A year or so ago, I was talking to a friend about our favorite games. He had seen my then-incomplete list, and he didn’t want to endure my slow pace to get at the top ten. I mentioned Earthbound and I was surprised that my buddy had no familiarity with the title. He asked me to describe it. I had such a hard time because while I could say “it’s an RPG”, it was much more than that. It’s kind of an adventure game, but it was much more than that. Eventually I got around to explaining why I liked it so much, obviously not well, because my friend suggested I revisit the game. He said that I might be tying it to a place and time more than I would with any other game.

So I set out to play Earthbound again for the first time in probably fifteen years. Maybe the nostalgia surrounding the game had clouded my objective vision of it, and I somehow, over the years, gave it greater weight than it deserves. As day broke in the town of Onett, following a tumultuous night of mystery, all those pure feelings of youth poured over me again. And it wasn’t just because it reminded me of those hot summer days spent playing my SNES in the cool basement all those years ago, but because that’s what Earthbound set out to make you feel.

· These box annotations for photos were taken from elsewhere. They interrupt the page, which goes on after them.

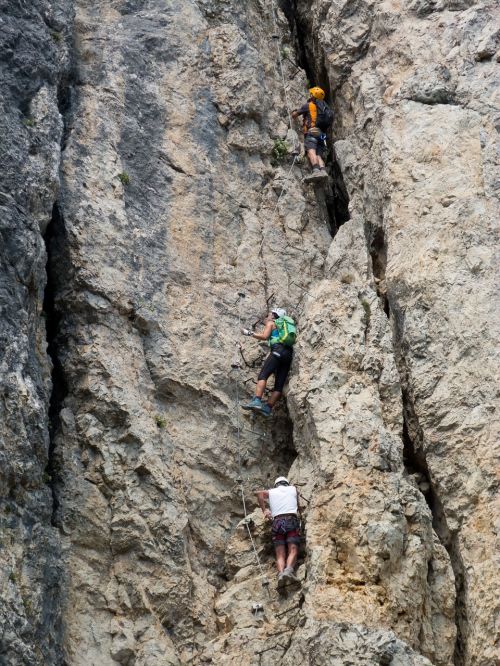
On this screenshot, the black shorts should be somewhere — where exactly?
[271,516,300,546]
[257,344,293,393]
[304,134,326,159]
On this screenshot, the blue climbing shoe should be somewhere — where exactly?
[255,402,273,417]
[241,397,262,412]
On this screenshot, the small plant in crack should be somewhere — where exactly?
[155,414,167,429]
[271,139,289,164]
[118,171,130,185]
[280,46,290,60]
[361,298,372,328]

This is an RPG. It is an adventure game. That’s all true, but it’s first and foremost a game about youth. It’s about the friends we grow up with, and the ones we grow apart from. People come in, and people leave. Sometimes we have to grow up quicker than we want to. But in the middle of all this sea change, there is peace and excitement in the newness of it all.

Youth is all about discovery, and ultimately, that never ends unless you want it to. That’s not something I read, saw in a movie, or heard in a love song. I felt that through Earthbound. I felt it back in 1995, and then I revisited it a year ago. It’s a truth, and that’s why Earthbound is very nearly the greatest video game ever made.